Commonly observed electrocardiographic changes caused by antipsychotic drugs are prolongation of the QT and PR intervals and T-wave changes. Prolongation of QT interval is a marker for the ability of antipsychotic drugs to cause torsade de pointes (19). All antipsychotic drugs have the potential for torsade de pointes and sudden death. Risks are substantially higher for thioridazine and droperidol (20). Torsade de pointes and sudden death occurs in 10 to 15 of 10,000 patients in populations taking antipsychotic drugs, which is almost twice as often as in normal populations (20). Minor cardiovascular adverse effects such as postural hypotension and tachycardia are extremely common in schizophrenic patients taking antipsychotics (21). Postural hypotension leads to syncope with risk of injury and is associated with an increased risk of hip fracture (22).

Paralytic Ileus

Paralytic ileus is often encountered in chronic schizophrenic patients. This condition is caused by the anticholinergic and noradrenergic effect of antipsychotic drugs (23). As paralytic ileus is associated with the postoperative prognosis, chronic schizophrenic patients should be checked preoperatively by abdominal radiographs.

Pain Insensitive

There are some reports on changes in pain responsiveness in schizophrenic patients, many of whom do not complain of pain after abdominal surgery (24). Schizophrenic patients have an increased incidence of silent myocardial infarction (25). It has been reported that chronic schizophrenic patients have an increased threshold of C-fiber function, as measured with quantitative thermal and pain sensation, and Aσ and Aβ fiber function, as measured with sensory-nerve conduction and quantitative vibratory evaluations (26). A dysregulation of N-methyl-d-aspartate (NMDA) receptor transmission in schizophrenic patients may account for pain insensitivity (27). Schizophrenia is associated with NMDA receptor hypofunction (28). Pain insensitivity in schizophrenic patients may also be a result of antipsychotics, as most antipsychotics have analgesic effects (29). Pain insensitivity may have life-threatening consequences because pain insensitivity can delay the diagnosis and treatment of illness. Delays in the initial diagnosis and treatment of illness in schizophrenic patients are partly responsible for many postoperative complications (9).

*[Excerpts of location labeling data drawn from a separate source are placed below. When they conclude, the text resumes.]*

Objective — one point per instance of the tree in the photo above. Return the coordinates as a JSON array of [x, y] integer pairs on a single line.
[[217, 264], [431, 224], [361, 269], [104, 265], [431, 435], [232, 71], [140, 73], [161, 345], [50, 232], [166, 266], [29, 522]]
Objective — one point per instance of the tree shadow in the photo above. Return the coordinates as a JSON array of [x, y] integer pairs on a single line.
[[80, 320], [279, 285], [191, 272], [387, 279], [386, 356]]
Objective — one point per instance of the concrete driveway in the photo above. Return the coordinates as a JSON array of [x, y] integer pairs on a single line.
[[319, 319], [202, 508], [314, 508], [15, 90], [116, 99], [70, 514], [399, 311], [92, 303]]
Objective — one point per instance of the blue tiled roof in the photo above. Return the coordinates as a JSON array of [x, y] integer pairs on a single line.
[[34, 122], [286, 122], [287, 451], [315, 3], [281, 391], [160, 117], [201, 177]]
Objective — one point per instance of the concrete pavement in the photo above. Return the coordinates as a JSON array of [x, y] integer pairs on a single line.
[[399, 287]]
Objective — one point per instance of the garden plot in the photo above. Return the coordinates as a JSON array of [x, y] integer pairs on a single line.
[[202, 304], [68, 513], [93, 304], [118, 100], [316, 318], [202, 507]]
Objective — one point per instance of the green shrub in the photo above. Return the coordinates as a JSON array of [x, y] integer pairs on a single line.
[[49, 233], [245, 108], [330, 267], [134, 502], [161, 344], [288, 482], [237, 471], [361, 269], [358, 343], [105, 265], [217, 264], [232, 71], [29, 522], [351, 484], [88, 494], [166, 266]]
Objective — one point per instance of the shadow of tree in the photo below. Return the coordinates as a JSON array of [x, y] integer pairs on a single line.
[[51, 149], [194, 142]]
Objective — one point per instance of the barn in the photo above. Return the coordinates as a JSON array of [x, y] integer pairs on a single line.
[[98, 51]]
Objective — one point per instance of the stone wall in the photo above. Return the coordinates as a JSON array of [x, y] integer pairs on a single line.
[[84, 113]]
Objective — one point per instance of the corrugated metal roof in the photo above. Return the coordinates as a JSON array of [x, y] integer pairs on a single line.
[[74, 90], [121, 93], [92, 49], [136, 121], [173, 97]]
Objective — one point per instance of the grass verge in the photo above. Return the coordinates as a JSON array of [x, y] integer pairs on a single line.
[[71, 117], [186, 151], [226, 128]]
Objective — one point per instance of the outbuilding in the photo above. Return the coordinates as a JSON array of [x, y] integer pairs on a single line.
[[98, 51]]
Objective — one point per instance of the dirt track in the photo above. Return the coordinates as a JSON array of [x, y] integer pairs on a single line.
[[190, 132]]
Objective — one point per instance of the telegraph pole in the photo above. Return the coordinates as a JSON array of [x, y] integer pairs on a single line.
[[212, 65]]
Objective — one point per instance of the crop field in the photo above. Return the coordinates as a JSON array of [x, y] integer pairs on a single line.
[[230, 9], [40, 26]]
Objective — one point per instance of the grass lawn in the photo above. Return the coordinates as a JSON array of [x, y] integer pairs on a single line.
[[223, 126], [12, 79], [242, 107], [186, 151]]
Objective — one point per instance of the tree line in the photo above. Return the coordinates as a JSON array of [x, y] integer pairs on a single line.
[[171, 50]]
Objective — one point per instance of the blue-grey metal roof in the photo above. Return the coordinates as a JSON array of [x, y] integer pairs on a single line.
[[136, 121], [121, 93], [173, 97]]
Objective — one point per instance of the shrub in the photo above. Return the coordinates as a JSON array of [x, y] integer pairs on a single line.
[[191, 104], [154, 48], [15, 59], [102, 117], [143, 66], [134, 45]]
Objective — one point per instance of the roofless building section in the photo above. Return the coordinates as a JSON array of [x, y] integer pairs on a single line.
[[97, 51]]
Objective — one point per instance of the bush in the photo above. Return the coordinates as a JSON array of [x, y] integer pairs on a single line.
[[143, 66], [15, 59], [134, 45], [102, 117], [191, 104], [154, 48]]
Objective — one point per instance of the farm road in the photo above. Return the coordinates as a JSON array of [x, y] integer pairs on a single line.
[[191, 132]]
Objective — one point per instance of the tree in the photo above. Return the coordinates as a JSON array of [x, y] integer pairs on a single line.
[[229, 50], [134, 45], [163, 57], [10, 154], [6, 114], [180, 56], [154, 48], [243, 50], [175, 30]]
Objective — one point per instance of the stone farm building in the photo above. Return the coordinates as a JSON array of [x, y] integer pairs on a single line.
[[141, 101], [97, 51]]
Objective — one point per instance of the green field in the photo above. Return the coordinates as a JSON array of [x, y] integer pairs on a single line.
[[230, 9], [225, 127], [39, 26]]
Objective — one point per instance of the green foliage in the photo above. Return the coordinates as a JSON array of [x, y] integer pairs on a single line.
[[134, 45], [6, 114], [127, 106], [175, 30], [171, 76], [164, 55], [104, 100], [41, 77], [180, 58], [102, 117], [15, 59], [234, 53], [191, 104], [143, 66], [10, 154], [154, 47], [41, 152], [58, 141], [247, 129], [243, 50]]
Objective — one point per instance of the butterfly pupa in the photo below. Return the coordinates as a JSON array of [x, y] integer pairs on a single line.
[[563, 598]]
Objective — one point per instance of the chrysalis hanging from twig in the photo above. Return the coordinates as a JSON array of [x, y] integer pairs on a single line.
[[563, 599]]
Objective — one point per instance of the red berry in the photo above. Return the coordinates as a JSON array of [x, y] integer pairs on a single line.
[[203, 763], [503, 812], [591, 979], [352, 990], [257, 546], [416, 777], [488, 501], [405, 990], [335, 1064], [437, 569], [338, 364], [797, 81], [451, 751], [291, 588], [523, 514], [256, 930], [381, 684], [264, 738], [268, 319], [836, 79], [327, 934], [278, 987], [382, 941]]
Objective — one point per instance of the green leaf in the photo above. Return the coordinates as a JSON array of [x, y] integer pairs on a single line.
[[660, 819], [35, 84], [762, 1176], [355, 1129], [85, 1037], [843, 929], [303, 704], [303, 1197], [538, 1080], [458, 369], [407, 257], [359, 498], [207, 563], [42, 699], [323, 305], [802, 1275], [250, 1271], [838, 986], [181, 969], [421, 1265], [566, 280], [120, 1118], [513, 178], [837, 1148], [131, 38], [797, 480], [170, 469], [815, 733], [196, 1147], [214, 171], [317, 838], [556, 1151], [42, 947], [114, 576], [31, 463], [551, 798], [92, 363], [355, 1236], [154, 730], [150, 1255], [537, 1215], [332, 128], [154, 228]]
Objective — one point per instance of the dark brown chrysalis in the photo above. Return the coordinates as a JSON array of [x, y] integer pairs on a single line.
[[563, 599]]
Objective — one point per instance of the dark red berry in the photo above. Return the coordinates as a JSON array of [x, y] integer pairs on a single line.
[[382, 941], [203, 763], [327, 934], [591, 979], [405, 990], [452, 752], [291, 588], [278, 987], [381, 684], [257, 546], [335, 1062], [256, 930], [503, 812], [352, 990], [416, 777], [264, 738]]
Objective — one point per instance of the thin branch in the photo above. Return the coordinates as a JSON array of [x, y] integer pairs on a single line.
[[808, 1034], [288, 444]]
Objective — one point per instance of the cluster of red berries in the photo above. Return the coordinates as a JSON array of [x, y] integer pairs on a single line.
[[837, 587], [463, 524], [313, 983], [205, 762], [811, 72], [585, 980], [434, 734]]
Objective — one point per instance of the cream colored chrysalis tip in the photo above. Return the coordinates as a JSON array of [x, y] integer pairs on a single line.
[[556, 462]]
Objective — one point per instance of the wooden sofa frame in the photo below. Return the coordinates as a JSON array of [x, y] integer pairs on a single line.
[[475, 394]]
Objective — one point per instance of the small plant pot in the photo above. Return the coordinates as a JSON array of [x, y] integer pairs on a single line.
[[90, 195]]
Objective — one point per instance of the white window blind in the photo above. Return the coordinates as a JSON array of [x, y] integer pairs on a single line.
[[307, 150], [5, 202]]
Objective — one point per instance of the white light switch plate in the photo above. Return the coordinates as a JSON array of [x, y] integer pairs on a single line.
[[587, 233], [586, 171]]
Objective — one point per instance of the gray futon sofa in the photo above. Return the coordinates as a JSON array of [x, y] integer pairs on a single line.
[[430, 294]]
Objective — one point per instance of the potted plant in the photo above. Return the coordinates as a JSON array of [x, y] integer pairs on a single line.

Preoperative Discontinuation of Antipsychotics

There is little published information describing whether antipsychotic drugs used as chronic treatment for schizophrenia should be continued or discontinued before anesthesia. The preoperative use of antipsychotics makes schizophrenic patients more susceptible to the hypotensive action of general anesthesia (3). On the other hand, discontinuation of antipsychotics may increase episodes of psychotic symptoms such as hallucinations and agitation. One report studied the effects of discontinuation of antipsychotics before surgery on perioperative outcome in chronic schizophrenic patients (30). Postoperative confusion in chronic schizophrenic patients who discontinued antipsychotics 72 h before surgery was significantly more frequent than in patients who continued antipsychotics (31% versus 14%) (30). The frequency of hypotension and arrhythmias during anesthesia did not significantly differ between chronic schizophrenic patients who preoperatively discontinued and those who continued antipsychotics (16% versus 18%). Therefore, the authors suggested that patients with chronic schizophrenia should continue their antipsychotics preoperatively.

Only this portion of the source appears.